Here a question for you guys. Let $S_1,S_2,\dots, S_l\subset \mathbb{R}^{n}$ be some affine spaces of dimension $n-1$, and let $P_1,P_2,\dots,P_j\in\mathbb{R}^n$ be some points. Let $\mathcal{S}=\bigcup_{i=1}^l S_i$ and $\mathcal{P}=\bigcup_{i=1}^j P_i$. I'd like to prove that the Lebesgue measure of $\mathcal{S}\cup\mathcal{P}=0$. My idea was to show that the Hausdorff dimension of $\mathcal{S}\cup\mathcal{P}$ is $n-1$, in that case the result would follow immediately. However, I am not sure whether for affine spaces the linear dimension coincides with the Hausdorff dimension.
Thanks!
Much easier is to directly prove that a point and a hyperplane each have Lebesgue measure zero.
A single point can be covered by boxes of decreasing radius approaching zero, whose volumes approach zero. Therefore, a single point has Lebesgue measure zero.

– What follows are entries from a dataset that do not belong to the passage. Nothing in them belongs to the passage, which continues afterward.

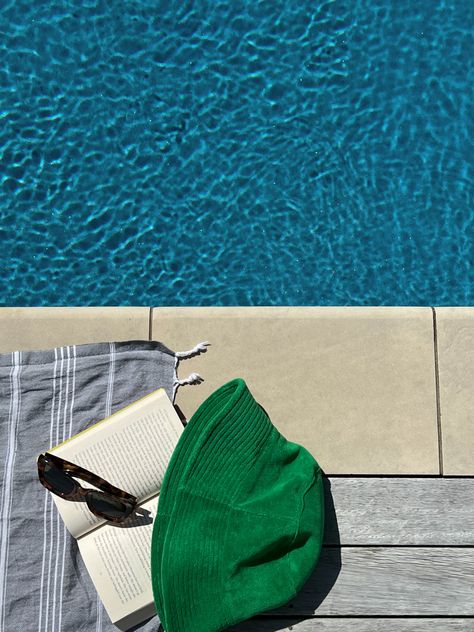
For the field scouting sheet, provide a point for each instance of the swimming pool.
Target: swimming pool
(198, 153)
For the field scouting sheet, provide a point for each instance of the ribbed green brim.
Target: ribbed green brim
(216, 449)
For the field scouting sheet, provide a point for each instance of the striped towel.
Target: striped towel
(46, 397)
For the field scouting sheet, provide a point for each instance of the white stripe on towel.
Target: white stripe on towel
(108, 412)
(60, 530)
(68, 434)
(6, 501)
(47, 497)
(53, 511)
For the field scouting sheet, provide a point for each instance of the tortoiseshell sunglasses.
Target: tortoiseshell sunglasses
(110, 502)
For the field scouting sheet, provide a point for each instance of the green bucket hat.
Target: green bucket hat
(240, 518)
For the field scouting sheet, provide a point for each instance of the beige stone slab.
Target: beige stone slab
(23, 328)
(356, 386)
(455, 333)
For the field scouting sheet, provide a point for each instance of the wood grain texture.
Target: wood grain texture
(273, 624)
(378, 581)
(399, 511)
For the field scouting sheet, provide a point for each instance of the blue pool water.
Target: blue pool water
(272, 152)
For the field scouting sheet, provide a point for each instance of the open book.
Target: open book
(130, 449)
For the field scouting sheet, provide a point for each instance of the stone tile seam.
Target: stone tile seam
(437, 390)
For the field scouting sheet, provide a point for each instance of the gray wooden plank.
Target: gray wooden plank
(399, 511)
(273, 624)
(378, 581)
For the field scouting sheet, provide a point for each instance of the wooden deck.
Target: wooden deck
(398, 555)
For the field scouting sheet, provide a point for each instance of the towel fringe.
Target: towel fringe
(201, 347)
(193, 378)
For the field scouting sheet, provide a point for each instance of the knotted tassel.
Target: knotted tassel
(193, 378)
(201, 347)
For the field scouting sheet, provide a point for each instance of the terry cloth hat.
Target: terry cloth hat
(240, 518)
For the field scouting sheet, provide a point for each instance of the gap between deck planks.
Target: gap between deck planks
(399, 511)
(274, 624)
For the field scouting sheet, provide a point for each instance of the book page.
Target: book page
(118, 561)
(131, 450)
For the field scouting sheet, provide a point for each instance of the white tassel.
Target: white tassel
(193, 378)
(199, 348)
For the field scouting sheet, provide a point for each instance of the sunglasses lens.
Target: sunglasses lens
(108, 506)
(58, 480)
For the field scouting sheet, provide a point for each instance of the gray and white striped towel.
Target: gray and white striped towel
(46, 397)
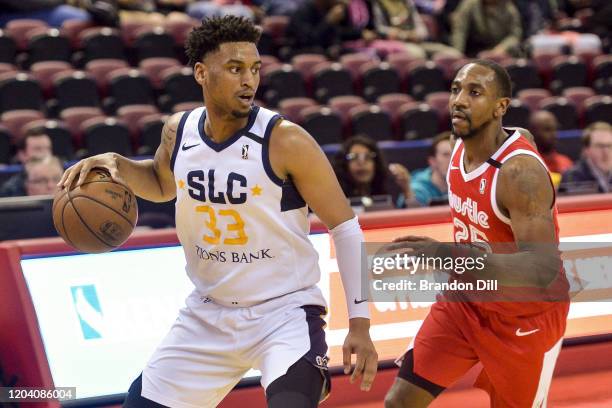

Next, an $n-1$ dimensional cube $Q$ contained in a hyperplane can be covered by a box of the form $Q \times J$, where $J$ is an interval of any length in a perpendicular line to the hyperplane. By letting $\text{Length}(J)$ approach zero, the volumes of these boxes approach zero, so the Lebesgue measure of an $n-1$ dimensional cube contained in a hyperplane equals zero.
Next, an $n-1$ dimensional hyperplane is a countable unit of $n-1$ dimensional unit cubes, so the Lebesgue measure of a hyperplane equals zero.
Finally, any finite (or countable) union of sets of Lebesgue measure zero has Lebesgue measure zero.